Either that or both properties are sold and money split.

And on no planet does 550 a month cover half of a mortgage payment, bills, and child maintenance 🙄 I'd run for the hills with this one

GardeningIdiot · 21/07/2023 10:40

@Sjxo92, how much does he have DD?

Nanna50 · 21/07/2023 10:41

So actually he is paying £550 a month maintenance is that right? So it makes no difference if he’s off the mortgage he will still be paying the maintenance.

How much does he earn, the way I read it you said he has a mortgage too so he can’t be a low earner to get another mortgage. Has he calculated his CMS payments?

He can’t just come off the mortgage, as others have repeatedly explained. His daughter isn’t a charity case to be taken in. How often does his DD stay over?

His thought process seems to be get rid of the mortgage without paying any fees and her family can make sure they are not homeless and he just washes his hands of it all.

I would dump him and tell him to come back when he’s all grown up and sorted it.
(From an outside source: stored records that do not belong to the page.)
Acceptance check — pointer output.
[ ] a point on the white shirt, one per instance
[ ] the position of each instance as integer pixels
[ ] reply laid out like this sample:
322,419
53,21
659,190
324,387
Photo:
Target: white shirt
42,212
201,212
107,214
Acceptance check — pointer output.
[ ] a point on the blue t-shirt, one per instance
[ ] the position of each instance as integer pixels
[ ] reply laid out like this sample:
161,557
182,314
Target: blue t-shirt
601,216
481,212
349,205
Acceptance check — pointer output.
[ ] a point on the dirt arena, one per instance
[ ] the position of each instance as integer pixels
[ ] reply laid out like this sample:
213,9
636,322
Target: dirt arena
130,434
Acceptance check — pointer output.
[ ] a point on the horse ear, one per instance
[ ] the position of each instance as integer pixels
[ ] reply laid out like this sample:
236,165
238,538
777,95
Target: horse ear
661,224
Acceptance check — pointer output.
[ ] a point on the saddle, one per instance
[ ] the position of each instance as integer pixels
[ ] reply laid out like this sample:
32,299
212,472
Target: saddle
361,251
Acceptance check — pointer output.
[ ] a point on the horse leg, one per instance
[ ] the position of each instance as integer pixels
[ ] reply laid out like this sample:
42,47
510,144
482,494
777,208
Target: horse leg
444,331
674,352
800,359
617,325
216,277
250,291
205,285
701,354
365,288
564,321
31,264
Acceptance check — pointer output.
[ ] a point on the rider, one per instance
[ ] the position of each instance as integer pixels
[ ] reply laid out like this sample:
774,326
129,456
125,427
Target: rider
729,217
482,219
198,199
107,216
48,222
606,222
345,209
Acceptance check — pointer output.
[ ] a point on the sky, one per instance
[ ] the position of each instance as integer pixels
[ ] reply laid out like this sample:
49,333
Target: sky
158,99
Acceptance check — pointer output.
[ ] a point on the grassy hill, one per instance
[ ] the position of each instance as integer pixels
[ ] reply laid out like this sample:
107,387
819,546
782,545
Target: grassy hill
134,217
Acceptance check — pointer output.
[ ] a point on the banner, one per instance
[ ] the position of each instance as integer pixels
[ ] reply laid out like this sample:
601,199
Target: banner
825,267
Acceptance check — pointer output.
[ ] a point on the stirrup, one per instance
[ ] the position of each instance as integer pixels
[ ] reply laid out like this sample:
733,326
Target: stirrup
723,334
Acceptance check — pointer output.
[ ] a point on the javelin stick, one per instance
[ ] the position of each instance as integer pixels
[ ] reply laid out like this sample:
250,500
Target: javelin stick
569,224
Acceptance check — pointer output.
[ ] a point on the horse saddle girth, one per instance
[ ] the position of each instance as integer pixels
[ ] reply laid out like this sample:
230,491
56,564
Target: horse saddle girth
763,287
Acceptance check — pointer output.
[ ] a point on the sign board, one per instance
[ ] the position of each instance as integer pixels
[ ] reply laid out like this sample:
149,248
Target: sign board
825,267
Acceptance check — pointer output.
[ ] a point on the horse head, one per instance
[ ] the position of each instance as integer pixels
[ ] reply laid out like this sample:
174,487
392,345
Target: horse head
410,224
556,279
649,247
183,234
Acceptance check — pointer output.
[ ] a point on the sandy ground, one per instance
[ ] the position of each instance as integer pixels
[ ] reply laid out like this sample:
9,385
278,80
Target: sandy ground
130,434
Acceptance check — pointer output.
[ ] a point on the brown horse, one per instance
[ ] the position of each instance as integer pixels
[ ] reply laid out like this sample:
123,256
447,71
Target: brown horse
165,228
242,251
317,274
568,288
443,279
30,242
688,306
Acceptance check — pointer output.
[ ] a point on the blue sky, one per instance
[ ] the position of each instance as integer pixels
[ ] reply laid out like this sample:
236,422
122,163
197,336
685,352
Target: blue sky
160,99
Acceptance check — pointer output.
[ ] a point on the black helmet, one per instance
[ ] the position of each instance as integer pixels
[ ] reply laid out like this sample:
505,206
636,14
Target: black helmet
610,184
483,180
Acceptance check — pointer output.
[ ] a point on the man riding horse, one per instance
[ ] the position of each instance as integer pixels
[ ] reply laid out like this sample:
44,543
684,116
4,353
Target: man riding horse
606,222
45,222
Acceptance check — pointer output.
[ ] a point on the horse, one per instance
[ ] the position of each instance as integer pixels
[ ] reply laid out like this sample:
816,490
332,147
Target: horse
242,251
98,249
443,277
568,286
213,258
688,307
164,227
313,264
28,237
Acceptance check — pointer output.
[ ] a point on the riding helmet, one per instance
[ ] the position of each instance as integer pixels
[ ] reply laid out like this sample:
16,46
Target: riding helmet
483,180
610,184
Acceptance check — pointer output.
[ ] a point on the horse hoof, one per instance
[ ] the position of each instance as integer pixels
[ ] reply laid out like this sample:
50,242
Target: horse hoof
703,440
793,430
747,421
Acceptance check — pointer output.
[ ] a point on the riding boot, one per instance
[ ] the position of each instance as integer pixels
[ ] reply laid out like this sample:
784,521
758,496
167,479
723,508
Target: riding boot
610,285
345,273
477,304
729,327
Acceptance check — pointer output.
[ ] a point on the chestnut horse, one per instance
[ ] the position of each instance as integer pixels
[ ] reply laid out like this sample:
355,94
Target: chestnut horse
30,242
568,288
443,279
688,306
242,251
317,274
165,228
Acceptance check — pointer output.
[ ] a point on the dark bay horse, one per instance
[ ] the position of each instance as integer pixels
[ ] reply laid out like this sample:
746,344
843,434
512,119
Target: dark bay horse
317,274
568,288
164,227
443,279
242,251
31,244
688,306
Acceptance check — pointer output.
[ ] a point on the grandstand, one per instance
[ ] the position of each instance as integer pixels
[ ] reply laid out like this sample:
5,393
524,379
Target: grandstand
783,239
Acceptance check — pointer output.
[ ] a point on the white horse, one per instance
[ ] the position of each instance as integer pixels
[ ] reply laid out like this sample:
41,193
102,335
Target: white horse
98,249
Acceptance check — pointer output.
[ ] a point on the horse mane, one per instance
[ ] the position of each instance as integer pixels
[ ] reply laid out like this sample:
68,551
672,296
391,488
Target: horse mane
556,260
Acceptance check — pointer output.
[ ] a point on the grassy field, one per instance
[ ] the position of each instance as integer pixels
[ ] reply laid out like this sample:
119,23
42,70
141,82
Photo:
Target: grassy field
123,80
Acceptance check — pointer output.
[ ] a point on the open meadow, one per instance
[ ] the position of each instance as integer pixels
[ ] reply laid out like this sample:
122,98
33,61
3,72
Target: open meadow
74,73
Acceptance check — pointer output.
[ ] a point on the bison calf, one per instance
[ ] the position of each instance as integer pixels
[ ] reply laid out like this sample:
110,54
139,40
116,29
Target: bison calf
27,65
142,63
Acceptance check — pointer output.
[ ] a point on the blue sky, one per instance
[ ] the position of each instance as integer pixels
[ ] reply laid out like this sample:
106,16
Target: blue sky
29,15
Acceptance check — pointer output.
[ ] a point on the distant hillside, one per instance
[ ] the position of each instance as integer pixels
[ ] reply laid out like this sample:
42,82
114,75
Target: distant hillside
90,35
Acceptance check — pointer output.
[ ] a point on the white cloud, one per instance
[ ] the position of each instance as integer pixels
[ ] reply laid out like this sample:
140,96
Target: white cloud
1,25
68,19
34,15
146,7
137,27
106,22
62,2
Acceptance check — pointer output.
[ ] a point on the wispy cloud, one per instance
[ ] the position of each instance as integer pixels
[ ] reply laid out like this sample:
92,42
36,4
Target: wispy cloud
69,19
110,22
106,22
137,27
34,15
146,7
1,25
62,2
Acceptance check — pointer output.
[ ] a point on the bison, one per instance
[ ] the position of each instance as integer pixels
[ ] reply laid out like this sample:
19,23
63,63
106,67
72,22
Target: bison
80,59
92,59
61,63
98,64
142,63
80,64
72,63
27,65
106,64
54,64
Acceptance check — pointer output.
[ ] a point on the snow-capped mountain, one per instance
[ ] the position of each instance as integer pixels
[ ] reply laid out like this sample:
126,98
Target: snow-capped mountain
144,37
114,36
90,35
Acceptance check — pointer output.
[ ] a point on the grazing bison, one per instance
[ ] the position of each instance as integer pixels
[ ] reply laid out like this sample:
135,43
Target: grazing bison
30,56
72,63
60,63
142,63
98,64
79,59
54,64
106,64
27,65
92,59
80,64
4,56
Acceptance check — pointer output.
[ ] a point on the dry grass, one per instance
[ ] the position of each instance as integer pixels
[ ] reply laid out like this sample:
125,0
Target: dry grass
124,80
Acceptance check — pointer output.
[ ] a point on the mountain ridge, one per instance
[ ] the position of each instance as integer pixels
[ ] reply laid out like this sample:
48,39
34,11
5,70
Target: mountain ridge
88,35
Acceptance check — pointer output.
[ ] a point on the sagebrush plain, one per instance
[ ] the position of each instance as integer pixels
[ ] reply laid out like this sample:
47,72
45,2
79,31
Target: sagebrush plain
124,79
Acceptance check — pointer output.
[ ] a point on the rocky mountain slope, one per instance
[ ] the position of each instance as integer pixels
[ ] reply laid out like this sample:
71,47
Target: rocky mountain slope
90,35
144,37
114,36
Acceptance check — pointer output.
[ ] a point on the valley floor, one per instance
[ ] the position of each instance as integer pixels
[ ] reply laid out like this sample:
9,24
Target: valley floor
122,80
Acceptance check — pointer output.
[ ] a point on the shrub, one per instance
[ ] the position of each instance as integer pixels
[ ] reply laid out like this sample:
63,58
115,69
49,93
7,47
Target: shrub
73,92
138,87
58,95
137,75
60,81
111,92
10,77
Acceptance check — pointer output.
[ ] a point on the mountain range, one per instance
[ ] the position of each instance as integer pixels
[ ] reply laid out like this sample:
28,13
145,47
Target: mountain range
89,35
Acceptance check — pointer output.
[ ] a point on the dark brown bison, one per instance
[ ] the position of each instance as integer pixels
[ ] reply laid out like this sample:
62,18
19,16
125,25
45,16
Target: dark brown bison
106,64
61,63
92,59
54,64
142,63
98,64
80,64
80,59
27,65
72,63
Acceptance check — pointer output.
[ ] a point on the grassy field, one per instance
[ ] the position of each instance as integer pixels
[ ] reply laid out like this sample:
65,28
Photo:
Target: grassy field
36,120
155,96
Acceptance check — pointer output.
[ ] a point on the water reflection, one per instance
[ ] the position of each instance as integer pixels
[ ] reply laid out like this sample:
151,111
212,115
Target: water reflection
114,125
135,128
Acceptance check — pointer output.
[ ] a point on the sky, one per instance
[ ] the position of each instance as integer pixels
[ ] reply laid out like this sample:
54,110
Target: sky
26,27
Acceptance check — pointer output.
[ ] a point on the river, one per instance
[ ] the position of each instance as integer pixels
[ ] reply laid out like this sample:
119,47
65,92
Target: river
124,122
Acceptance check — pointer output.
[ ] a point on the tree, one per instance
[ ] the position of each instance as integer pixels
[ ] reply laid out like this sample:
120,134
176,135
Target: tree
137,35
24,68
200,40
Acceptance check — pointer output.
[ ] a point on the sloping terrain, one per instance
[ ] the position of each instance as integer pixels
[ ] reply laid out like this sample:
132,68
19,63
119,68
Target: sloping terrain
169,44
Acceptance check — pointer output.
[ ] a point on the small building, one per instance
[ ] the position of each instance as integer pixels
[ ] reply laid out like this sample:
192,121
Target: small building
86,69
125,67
His parental responsibilities, his divorce and his financial situation

VeridicalVagabond · 21/07/2023 10:43

Respectfully OP from what you've posted here it sounds like this man has taken you for an absolute mug.

ArcticSkewer · 21/07/2023 10:47

He knows what he is doing.

He owns half the house she lives in. If they divorced while their child is under 18 he risks losing money. Right now instead of child maintenance (bye bye money) he is continuing to invest in an asset which he will sell in two years time when his daughter is 18.